Events: A:= win with ticket A, B:= win with ticket B, W:= win the prize

$P(A)=P(B)=p=1/n$
$P(W)=P(A\cup B)=P(A)+P(B)-P(A\cap B)=p + p - 0 = 2p$

Notice that $P(A\cap B)=0$ (you can't win with 2 tickets in the same lottery), events $A$ and $B$ are not independent, they are mutually exclusive.
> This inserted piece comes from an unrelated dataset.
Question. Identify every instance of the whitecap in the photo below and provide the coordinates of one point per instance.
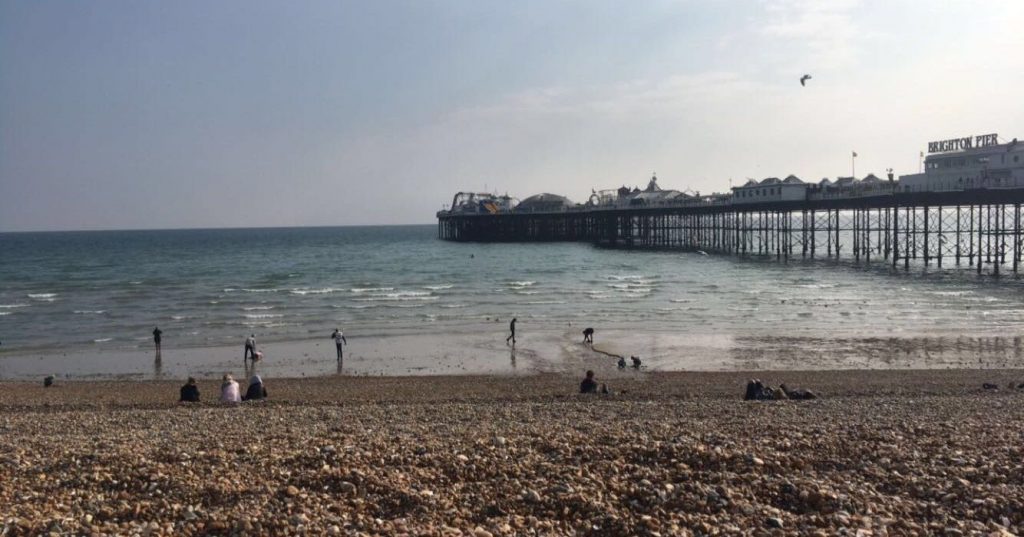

Case 2: 2 lotteries, one ticket in each lottery (2 possible prizes), $n$ tickets equally likely in each lottery

Events: A:= win in lottery 1, B:= win in lottery 2, W:= win in at least 1 lottery, 
        Z:=win in exactly one lottery

$P(A)=P(B)=p=1/n$
$P(W)=P(A\cup B)=P(A)+P(B)-P(A\cap B)=p + p - p^2 = 2p-p^2$

The events $A$ and $B$ are independent in this case (not in Case 1), therefore $P(A\cap B)=P(A)P(B)=p^2$

If you want the probability of winning in exactly one lottery (event $Z$) but not in both:

$P(Z)=P((A\cap \bar B)\cup(\bar A \cap B))=P(A\cap \bar B)+P(\bar A\cap B)-P(\varnothing)$ $P(Z)=p(1-p)+(1-p)p-0=2p-2p^2.$

Conclusion: the probability of winning in Case 2 (in at least a lottery) is a bit smaller than in Case 1 as $p^2=1/n^2>0$ is a very small positive number ($\rightarrow 0$ as $n\rightarrow \infty$), but you get as a bonus the possibility of winning 2 prizes if you are very lucky! not possible in Case 1 :).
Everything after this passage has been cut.